Observe that \(T(n)\) does not directly depend on \(T(1)\) for \(n > 3\). Using \(T(1) = 1\), we find that \(T(2) = 4\) and \(T(3) = 5\). We can use these as the base cases in the inductive proof by setting \(n_0 = 2\). Now we just need to find a value for \(c\) so that \(T(2) \leq c2\lg{2}\) and \(T(3) \leq c3\lg{3}\). It turns out any \(c \geq 2\) is sufficient.

This was an example of the substitution method for solving recurrences:

Guess the form of the solution.
Use mathematical induction to find \(c\) and \(n_0\) showing the solution works.

Recursion Trees

Another way to see that merge sort is \(O(n \log n)\) is by looking at its recursion tree. That is, a rooted tree where each node represents a subproblem, and has a value corresponding to its contribution to the overall running time. The root of the tree represents the original problem. Edges represent recursive calls to other subproblems, and do not contribute to the running time of either of their endpoints. Leaves represent base cases. The overall running time can therefore be thought of as the sum of node values.

The first three levels of the recursion tree for merge sort.

The value of each node comes from the nonrecursive work done for that subproblem. One can see the root value \(n\) comes from the \(\Theta(n)\) in the recurrence:

\(MergeSort(n) = 2MergeSort(n/2) + \Theta(n)\).
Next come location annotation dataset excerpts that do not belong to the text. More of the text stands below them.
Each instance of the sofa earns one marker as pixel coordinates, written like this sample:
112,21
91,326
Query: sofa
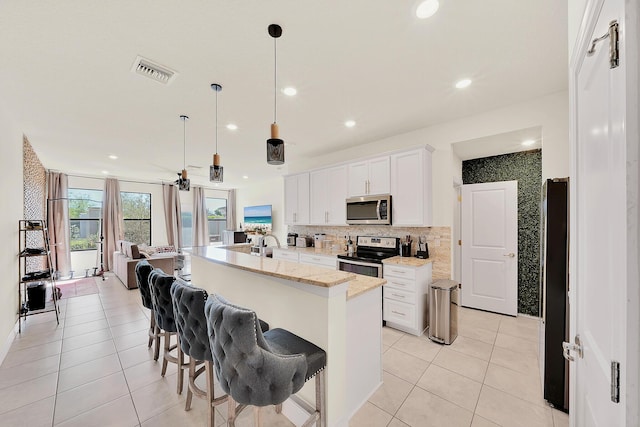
129,254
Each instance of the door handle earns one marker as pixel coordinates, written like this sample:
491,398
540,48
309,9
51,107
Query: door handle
567,347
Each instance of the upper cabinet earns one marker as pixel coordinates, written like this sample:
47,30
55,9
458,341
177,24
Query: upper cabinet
328,194
369,177
296,199
411,188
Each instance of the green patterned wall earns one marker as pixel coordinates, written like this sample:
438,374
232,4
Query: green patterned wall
526,168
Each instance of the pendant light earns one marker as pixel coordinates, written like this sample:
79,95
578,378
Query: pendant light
215,170
183,182
275,146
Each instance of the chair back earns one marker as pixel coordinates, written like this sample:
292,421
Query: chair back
143,269
160,284
188,308
247,369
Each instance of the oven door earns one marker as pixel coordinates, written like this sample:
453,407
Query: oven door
359,267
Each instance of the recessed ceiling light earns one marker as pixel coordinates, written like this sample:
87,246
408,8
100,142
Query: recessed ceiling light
427,8
461,84
290,91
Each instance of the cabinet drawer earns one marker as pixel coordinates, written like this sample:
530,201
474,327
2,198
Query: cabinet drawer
399,312
407,285
325,261
398,295
393,271
286,255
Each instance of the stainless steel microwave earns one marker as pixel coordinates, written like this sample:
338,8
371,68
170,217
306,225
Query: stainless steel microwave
369,209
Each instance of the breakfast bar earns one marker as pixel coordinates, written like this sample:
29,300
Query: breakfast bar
338,311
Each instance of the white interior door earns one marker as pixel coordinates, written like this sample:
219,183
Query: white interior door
490,246
599,225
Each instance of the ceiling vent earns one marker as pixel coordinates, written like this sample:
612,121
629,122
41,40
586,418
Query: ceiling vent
154,71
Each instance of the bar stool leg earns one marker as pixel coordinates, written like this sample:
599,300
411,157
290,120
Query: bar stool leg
180,365
167,342
156,352
192,376
152,330
321,403
208,371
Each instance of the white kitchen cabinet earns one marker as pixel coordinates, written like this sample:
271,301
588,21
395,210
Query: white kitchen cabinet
405,295
328,193
285,254
369,176
296,199
411,188
326,261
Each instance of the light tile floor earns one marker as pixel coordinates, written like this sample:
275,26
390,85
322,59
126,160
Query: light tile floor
94,369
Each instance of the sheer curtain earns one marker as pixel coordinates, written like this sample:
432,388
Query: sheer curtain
58,221
112,224
200,226
172,215
231,210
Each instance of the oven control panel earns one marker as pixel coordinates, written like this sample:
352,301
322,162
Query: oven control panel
378,242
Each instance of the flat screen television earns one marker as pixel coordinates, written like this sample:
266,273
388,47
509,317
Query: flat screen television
258,219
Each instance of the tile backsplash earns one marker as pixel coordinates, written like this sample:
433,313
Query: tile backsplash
438,240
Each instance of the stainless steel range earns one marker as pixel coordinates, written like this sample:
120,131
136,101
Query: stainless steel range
370,251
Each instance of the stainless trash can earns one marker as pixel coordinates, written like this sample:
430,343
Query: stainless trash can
443,311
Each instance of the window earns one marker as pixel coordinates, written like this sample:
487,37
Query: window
136,213
216,218
85,211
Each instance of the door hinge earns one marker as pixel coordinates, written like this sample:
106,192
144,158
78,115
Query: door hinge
568,347
614,50
615,381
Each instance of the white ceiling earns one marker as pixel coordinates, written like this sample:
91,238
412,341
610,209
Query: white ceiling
65,76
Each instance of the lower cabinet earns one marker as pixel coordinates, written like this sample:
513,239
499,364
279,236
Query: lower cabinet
405,305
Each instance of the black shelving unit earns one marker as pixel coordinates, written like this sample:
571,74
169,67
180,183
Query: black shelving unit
32,280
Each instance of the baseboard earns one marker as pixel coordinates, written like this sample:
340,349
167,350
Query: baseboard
8,342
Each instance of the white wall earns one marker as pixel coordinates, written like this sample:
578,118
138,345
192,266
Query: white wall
550,112
269,192
11,213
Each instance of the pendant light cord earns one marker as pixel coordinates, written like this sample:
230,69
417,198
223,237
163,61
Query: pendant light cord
275,79
216,122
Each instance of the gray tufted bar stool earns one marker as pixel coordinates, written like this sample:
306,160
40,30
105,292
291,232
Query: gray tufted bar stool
188,307
261,369
143,270
160,284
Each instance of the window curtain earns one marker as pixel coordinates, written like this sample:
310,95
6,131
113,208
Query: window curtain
172,215
200,226
112,223
231,210
58,221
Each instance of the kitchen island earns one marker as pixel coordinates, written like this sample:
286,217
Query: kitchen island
338,311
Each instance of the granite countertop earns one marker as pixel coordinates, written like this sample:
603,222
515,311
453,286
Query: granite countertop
308,274
312,250
407,261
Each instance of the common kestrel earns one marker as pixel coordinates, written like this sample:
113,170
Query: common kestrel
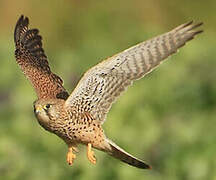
78,118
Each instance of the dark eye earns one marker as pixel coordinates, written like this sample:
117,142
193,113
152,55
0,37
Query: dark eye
48,106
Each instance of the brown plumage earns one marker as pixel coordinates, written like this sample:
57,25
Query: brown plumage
78,118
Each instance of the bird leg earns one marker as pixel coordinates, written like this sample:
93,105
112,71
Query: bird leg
70,155
90,154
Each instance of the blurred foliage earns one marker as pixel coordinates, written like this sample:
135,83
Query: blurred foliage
167,118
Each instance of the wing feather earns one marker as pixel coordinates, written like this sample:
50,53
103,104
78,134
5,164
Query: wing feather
102,84
31,58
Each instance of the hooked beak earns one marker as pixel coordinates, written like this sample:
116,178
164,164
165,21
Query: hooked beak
38,109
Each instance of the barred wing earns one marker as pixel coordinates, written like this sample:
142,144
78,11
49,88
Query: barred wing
102,84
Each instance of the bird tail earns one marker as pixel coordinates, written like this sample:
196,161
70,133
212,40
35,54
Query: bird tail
119,153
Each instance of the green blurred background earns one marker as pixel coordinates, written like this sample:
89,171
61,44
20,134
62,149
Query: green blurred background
167,118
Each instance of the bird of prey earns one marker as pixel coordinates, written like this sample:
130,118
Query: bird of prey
77,118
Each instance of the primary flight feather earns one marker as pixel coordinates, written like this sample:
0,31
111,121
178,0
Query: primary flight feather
78,118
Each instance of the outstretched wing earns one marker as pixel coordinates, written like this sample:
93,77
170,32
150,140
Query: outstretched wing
31,58
102,84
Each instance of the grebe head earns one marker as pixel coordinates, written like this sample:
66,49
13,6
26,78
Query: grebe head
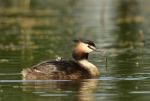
82,49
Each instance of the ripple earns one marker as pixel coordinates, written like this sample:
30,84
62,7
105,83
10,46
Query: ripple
54,95
123,78
140,92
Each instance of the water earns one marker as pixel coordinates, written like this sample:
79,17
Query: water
35,30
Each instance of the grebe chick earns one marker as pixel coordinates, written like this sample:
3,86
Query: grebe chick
79,68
The \(2\) edges from the root are because \(MergeSort(n)\) makes \(2\) recursive calls, and the value of the children of the root \(n/2\) comes from the \(\Theta(n/2)\) in \(MergeSort(n/2)\). Let \(d\) be some depth within the tree, starting with \(d = 0\) at the root. In general, there are \(2^d\) nodes at each depth or level of the tree, and each node at that level has a value of \(n/2^d\).

Since we’re talking specifically about merge sort, and because it doesn’t actually affect the asymptotic bounds, let the base case of the recurrence be \(T(1) = 1\). As stated earlier, \(T(n)\) is equal to the sum of all node values in the tree. Suppose there are \(L\) levels in the entire tree, so there are \(2^L\) leaves with value \(n/2^L\). Since the leaves are base cases, we know \(n/2^L = 1\), which tells us the number of levels in the tree \(L = \lg{n}\).
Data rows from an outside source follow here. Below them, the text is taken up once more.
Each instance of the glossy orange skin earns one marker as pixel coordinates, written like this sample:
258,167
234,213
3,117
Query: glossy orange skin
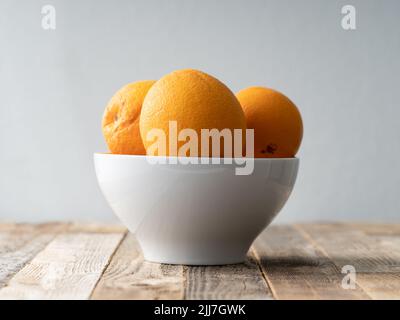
277,123
120,123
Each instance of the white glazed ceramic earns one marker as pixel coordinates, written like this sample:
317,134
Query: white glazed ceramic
194,214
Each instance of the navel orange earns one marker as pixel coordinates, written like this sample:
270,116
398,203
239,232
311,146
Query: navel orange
195,100
277,123
121,119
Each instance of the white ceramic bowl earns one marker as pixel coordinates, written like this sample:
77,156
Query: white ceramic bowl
194,214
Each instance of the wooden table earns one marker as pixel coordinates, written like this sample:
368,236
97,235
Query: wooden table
71,261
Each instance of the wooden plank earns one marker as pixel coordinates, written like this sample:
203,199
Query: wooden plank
128,276
374,252
238,281
296,269
68,268
89,227
19,243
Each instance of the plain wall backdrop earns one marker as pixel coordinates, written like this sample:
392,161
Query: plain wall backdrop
55,84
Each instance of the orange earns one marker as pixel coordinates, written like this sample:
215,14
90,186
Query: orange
277,124
121,119
195,100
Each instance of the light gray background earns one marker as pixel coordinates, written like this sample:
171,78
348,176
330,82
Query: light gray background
54,86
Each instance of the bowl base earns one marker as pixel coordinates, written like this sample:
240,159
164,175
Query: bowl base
198,261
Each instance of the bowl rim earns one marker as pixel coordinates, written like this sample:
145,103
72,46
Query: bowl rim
138,156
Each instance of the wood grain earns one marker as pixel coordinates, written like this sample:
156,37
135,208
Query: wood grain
128,276
68,268
373,251
296,269
238,281
19,243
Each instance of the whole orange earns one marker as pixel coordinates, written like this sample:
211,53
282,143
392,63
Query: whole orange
195,100
277,123
121,119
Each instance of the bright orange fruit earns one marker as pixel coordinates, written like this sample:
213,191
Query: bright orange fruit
195,100
277,123
121,119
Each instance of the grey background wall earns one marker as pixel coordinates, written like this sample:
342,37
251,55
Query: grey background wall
54,86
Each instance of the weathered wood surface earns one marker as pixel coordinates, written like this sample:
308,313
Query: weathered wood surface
92,261
128,276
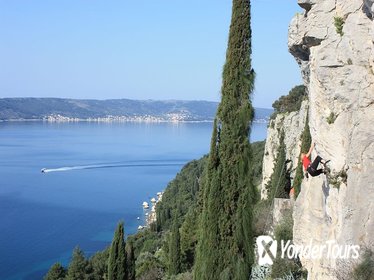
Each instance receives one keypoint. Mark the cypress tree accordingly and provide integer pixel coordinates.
(225, 244)
(56, 272)
(78, 265)
(174, 250)
(130, 260)
(117, 255)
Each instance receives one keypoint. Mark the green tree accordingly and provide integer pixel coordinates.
(291, 102)
(117, 255)
(130, 260)
(174, 251)
(225, 244)
(78, 266)
(56, 272)
(99, 264)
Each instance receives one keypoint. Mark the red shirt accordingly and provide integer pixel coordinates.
(306, 162)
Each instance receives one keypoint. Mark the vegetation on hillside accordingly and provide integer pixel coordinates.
(225, 243)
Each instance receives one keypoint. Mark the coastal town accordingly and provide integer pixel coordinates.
(171, 117)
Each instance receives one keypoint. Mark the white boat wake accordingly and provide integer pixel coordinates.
(114, 165)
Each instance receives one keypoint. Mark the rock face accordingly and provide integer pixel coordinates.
(338, 70)
(293, 125)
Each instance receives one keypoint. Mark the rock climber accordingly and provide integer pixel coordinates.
(288, 184)
(312, 167)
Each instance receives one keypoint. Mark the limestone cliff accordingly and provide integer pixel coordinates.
(333, 42)
(293, 125)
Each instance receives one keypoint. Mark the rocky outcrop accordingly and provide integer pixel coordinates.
(333, 44)
(293, 125)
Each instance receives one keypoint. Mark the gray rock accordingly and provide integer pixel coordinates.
(339, 74)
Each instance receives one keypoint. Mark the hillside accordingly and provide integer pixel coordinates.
(60, 109)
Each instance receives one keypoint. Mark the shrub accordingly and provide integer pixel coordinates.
(291, 102)
(338, 178)
(262, 217)
(283, 267)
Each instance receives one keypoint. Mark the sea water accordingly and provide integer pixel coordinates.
(96, 175)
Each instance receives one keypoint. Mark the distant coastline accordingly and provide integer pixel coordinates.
(59, 110)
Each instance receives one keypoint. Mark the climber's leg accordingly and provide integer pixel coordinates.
(315, 163)
(314, 172)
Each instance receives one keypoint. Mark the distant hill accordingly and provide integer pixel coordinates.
(125, 109)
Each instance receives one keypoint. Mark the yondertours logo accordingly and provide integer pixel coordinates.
(267, 249)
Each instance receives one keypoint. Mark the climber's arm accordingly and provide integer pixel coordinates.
(310, 150)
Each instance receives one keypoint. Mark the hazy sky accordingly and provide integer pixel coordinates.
(139, 49)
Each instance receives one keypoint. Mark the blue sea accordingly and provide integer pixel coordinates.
(97, 174)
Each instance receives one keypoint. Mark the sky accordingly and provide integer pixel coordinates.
(138, 49)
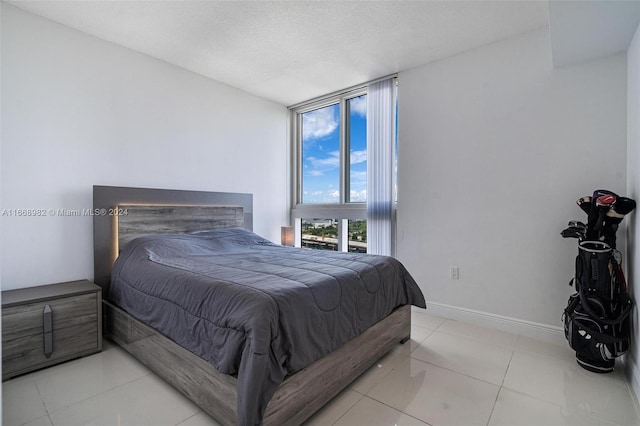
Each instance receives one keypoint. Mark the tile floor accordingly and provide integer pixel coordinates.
(450, 373)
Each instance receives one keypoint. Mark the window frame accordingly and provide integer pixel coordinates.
(343, 210)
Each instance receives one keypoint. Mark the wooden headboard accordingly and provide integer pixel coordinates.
(122, 214)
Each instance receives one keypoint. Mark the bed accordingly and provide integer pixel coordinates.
(276, 368)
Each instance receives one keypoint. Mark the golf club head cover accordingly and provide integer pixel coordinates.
(585, 204)
(598, 211)
(614, 216)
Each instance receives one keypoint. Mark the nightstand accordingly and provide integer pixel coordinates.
(49, 324)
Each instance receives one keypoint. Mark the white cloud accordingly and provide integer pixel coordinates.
(358, 156)
(358, 196)
(319, 123)
(358, 106)
(330, 162)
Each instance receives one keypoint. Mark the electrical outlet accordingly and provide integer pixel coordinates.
(454, 272)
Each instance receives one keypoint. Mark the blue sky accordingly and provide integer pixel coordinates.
(321, 153)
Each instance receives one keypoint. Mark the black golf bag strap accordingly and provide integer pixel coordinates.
(624, 299)
(601, 337)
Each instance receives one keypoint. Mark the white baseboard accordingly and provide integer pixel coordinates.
(545, 332)
(632, 371)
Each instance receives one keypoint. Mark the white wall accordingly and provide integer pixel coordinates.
(495, 147)
(633, 188)
(78, 111)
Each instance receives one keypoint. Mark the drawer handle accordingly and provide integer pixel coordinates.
(47, 316)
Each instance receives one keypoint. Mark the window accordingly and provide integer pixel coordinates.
(334, 153)
(330, 145)
(331, 167)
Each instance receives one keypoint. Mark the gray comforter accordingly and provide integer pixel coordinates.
(255, 309)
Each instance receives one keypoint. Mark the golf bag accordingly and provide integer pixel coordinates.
(596, 319)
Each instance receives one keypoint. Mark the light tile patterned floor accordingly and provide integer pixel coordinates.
(450, 373)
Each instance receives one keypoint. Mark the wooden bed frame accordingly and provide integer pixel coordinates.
(301, 394)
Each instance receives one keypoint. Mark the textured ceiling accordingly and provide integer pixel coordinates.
(292, 51)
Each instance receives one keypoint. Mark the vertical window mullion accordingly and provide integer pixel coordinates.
(343, 152)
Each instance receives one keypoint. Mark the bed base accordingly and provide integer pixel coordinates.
(297, 398)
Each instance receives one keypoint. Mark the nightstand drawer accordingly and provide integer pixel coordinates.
(50, 328)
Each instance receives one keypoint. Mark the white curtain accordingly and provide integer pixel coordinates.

There is one more key fact that allows us to determine the running time: the sum of node values at each level of the tree is \(n\). Putting it all together, the recursion tree consists of \(\lg{n}\) levels that each contribute \(n\) time, so the overall running time of \(T(n)\) is \(O(n \lg n)\).

In general, there are many recurrences of the form \(T(n) = r~T(n/c) + f(n)\) with \(\Theta(1)\) base cases. The example we just saw had \(r = c = 2,\) and \(f(n) = n\). So, a recursion tree for this general recurrence is a complete \(r\)-ary tree where each node at depth \(d\) has value \(f(n/c^d)\). The running time is the level-by-level sum of node values:

\(T(n) = \sum\limits_{i = 0}^{L}{r^i \cdot f(n/c^i)}\).

We saw that \(L = \log_c{n}\) when \(n_0 = 1\) because \(n/c^L = n_0\) is the base case. We also saw there are exactly \(r^L = r^{\log_c{n}} = n^{\log_c{r}}\) leaves. The last key fact was really that the values of the leaves sum to \(n^{\log_c{r}} \cdot \Theta(1) = \Theta(n^{\log_c{r}})\).

The sum we just saw is a geometric series, whose asymptotic growth is given by the largest term in the series. With this in mind, there are three common cases where the running time is easy to evaluate:

Decreasing: if every term in the series is a constant factor smaller than the previous term, then the running time is dominated by the value at the root of the tree, and \(T(n) = \Theta(f(n))\).
Equal: if all terms in the series are equal, then \(T(n) = \Theta(f(n) \log{n})\). Merge sort falls under this case.
Increasing: if every term in the series is a constant factor larger than the previous term, then the running time is dominated by the sum of leaf values, so \(T(n) = \Theta(n^{\log_c{r}})\).